Saya berbagi beberapa contoh aktivitas AI yang bisa diterapkan di kelas, seperti permainan identifikasi gambar, aktivitas klasifikasi sederhana, hingga penggunaan aplikasi edukatif yang memanfaatkan AI untuk mendukung pembelajaran literasi dan numerasi. Kami juga berdiskusi panjang tentang etika penggunaan teknologi, privasi data, dan bagaimana guru dapat memandu anak untuk menggunakan teknologi dengan bijak. Diskusi ini menjadi salah satu bagian favorit saya karena banyak peserta yang aktif bertanya, berbagi kasus, dan mengekspresikan keinginan mereka untuk mempersiapkan peserta didik mereka menghadapi masa depan.
Salah satu hal yang paling berkesan bagi saya adalah semangat para guru TK di Jombang yang hadir pada kegiatan ini. Mereka begitu terbuka terhadap perubahan, tidak takut mencoba hal baru, dan sangat ingin memberikan pengalaman belajar terbaik untuk anak-anak. Banyak peserta berkata bahwa workshop ini membuka wawasan mereka tentang bagaimana memanfaatkan teknologi bukan sebagai ancaman, tetapi sebagai peluang.
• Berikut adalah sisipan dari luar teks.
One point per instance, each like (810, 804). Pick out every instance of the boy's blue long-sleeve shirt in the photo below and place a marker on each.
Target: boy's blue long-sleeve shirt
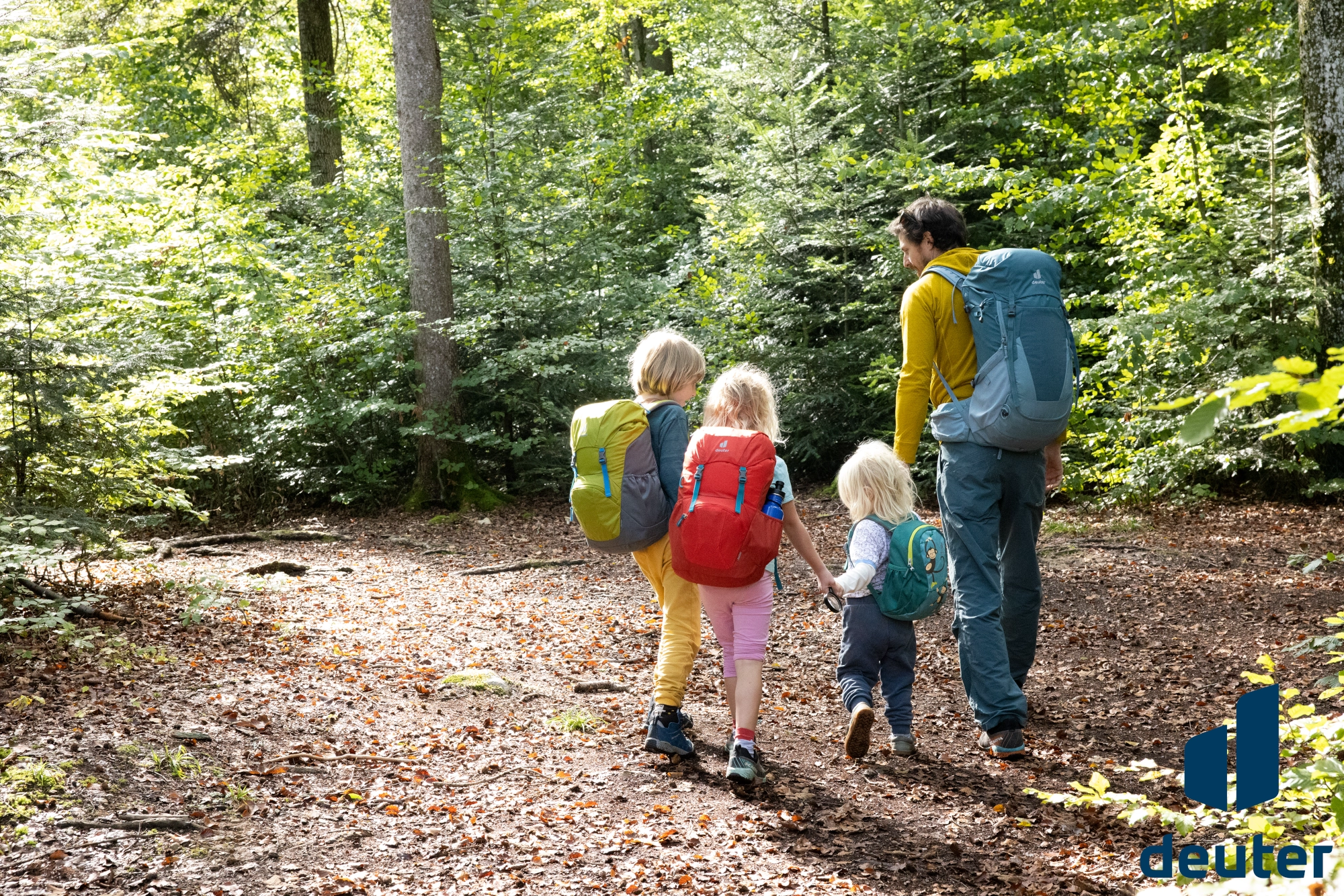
(670, 432)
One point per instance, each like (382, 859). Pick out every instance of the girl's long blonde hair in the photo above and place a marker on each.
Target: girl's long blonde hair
(876, 483)
(744, 400)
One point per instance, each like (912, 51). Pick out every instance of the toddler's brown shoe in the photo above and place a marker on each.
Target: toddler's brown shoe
(861, 723)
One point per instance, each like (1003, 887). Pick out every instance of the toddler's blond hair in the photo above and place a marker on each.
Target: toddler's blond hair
(744, 400)
(876, 483)
(663, 362)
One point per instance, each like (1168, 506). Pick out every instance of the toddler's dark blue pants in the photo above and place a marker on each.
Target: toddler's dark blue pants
(876, 647)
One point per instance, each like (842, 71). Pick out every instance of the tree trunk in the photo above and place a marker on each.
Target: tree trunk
(420, 89)
(1322, 48)
(318, 57)
(644, 50)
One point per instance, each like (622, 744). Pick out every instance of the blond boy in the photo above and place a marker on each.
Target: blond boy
(665, 374)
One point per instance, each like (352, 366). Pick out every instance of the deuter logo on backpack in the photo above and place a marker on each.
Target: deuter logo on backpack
(721, 534)
(1257, 782)
(1027, 362)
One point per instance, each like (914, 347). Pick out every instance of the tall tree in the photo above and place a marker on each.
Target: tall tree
(318, 57)
(420, 93)
(643, 48)
(1322, 48)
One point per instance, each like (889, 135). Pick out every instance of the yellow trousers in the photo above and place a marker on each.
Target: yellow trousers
(681, 640)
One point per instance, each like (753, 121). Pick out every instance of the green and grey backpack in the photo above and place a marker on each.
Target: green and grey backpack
(616, 495)
(917, 570)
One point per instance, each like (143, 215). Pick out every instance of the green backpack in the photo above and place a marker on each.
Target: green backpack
(917, 570)
(616, 495)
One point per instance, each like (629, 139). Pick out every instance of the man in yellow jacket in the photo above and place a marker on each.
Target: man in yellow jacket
(991, 500)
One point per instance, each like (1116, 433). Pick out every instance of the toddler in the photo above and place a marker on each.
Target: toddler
(874, 484)
(743, 398)
(665, 374)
Kegiatan ditutup dengan sesi refleksi dan penyusunan rencana tindak lanjut. Para guru diminta merancang minimal satu aktivitas koding atau AI yang akan mereka terapkan di kelas masing-masing. Beragam ide kreatif muncul, mulai dari membuat jalur rute menggunakan lakban warna, permainan tebak gambar berbasis klasifikasi, hingga membuat proyek kecil bersama anak yang melibatkan urutan langkah. Melihat semangat dan kreativitas mereka, saya merasa sangat optimis bahwa pendidikan PAUD di Jombang sedang bergerak ke arah yang sangat baik.
Menjadi narasumber dalam workshop ini memberi saya keyakinan bahwa transformasi pendidikan dimulai dari guru yang mau terus belajar dan berkembang. Saya merasa terhormat bisa menjadi bagian dari perjalanan ini bersama para pendidik hebat di Jombang. Semoga langkah kecil ini menjadi inspirasi untuk semakin banyak sekolah dan guru PAUD di Indonesia agar berani mengenalkan koding dan AI secara tepat, menyenangkan, dan bermakna bagi anak-anak.